Indonesia foils plot to fire rocket at Singapore

JAKARTA: Indonesian police on Friday arrested six suspected militants over a plot to fire a rocket at an upmarket Singapore waterfront district from a nearby island, prompting the city-state to tighten security.
The men, aged between 19 and 46, were detained by elite anti-terror police on the Indonesian island of Batam, which lies just south of the affluent city-state.
The alleged leader of the Indonesian group is accused of planning the attack with a leading Indonesian militant who is now believed to be fighting with the Daesh group in Syria.
It was the latest terror plot in the world’s most populous Muslim-majority country, where there has been a surge in attacks and attempted attacks this year due to the growing influence of Daesh.
The pair “planned a terror attack in Singapore. They wanted to attack Singapore with a rocket from Batam,” national police spokesman Agus Rianto told reporters.
Police said the target was Marina Bay, a district that is home to Marina Bay Sands, a luxury complex that includes shopping malls, hotels and a casino.
Rianto added police had “preliminary data” and were still investigating the plot, and named the alleged ringleader as 31-year-old Gigih Rahmat Dewa.
Analysts said it was unclear whether the militants had the ability to carry out such a plan, which would involve firing a rocket over a distance of about 20 km.

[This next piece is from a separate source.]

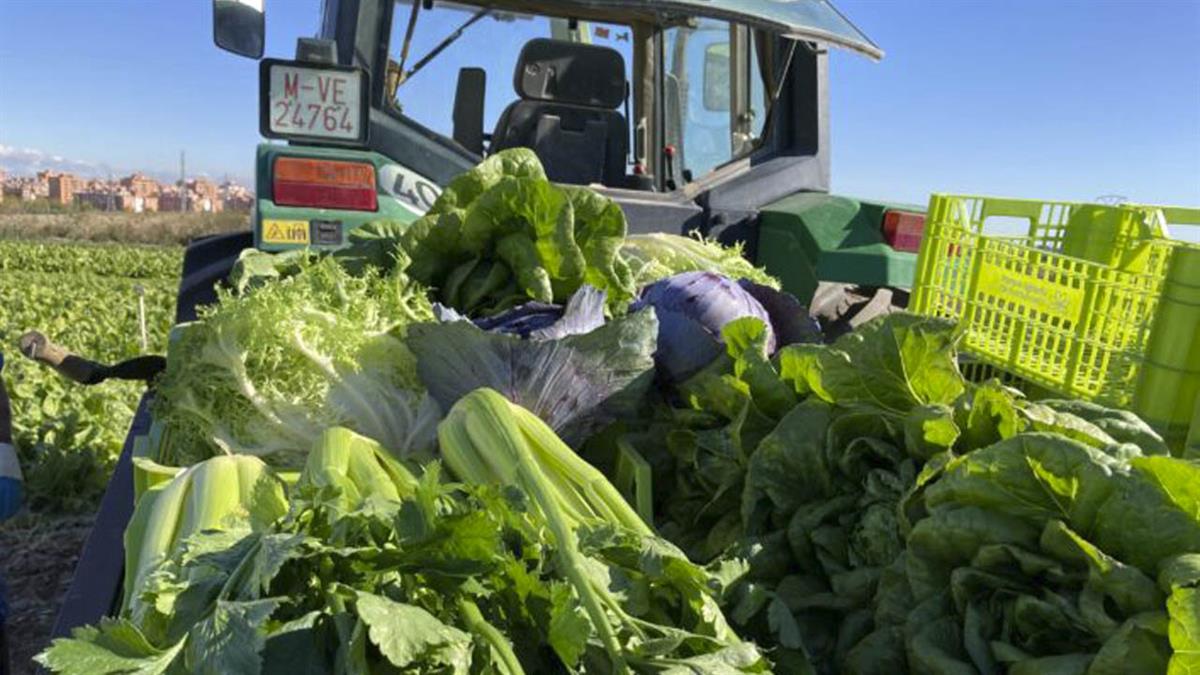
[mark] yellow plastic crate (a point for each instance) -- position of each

Singapore said it was aware of the plan and security had been stepped up inland and at the city-state’s borders.
“This does not come as a surprise,” said Home Affairs Minister K. Shanmugam.

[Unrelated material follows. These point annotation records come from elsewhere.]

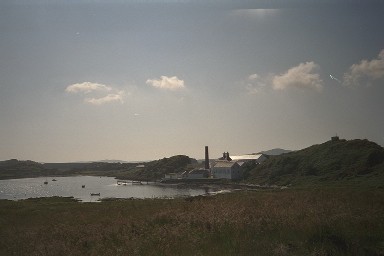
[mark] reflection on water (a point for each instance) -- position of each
(81, 187)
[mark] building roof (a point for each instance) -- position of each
(198, 171)
(224, 164)
(247, 157)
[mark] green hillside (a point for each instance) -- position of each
(338, 162)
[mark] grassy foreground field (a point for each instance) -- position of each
(335, 221)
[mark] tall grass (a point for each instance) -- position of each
(289, 222)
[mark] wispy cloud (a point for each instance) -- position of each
(100, 93)
(254, 13)
(87, 87)
(255, 83)
(168, 83)
(365, 72)
(303, 76)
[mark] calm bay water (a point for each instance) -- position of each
(16, 189)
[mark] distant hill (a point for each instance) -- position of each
(156, 169)
(354, 161)
(138, 171)
(275, 151)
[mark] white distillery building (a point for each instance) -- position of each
(224, 169)
(258, 158)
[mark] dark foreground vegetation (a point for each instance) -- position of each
(332, 221)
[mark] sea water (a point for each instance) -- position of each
(81, 187)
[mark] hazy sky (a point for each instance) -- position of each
(142, 80)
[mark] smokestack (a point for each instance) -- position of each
(206, 158)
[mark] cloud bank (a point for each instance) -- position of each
(167, 83)
(106, 99)
(303, 76)
(87, 87)
(101, 89)
(365, 72)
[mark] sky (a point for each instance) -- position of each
(142, 80)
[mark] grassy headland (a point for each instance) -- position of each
(331, 221)
(342, 162)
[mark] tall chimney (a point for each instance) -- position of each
(206, 158)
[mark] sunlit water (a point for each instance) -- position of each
(17, 189)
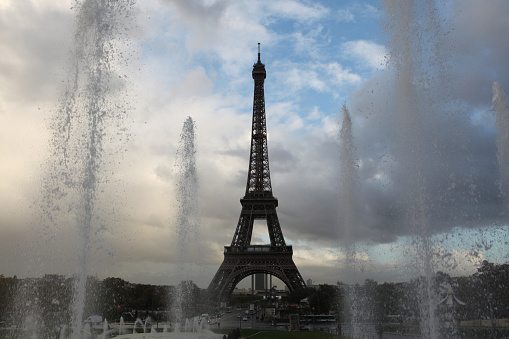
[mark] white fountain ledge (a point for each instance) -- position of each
(171, 335)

“I have spoken several times, about plans being made in places just outside Singapore, to target Singapore, we were serious about the threats.”
Sidney Jones, director of Jakarta think-tank the Institute for Policy Analysis of Conflict, told AFP it was necessary to wait for further information about the plot before drawing firm conclusions.
But she added: “I have no idea whether there was any capacity to do this. I think it highly unlikely that the plan had got very advanced.”
There have been signs of support for Daesh in Singapore.
Singapore in recent weeks jailed four Bangladeshi workers accused of planning to join Daesh for raising money to fund attacks in their homeland, and also detained an Australia-based Singaporean.
Police suspect Dewa, 31, received and distributed funds sent by Naim, who has been linked to several recent terror plots in Indonesia, including a suicide bomb attack on a police station in the city of Solo last month that left one police officer injured.
Dewa is also accused of previously harboring two members of China’s ethnic Uighur minority, some of whom have traveled to Indonesia to join militant groups, and of helping extremists on their journeys to Syria.
Indonesia has long struggled with militancy and has suffered a string of attacks in the past 15 years, including the 2002 Bali bombings that killed more than 200 people.
A crackdown had weakened the most dangerous networks but Daesh has proved a potent new rallying cry for the country’s radicals, and hundreds of Indonesians have headed to the Middle East to join the militants.
In January Daesh-linked militants launched a deadly gun and bomb attack in Jakarta which left four attackers and four civilians dead.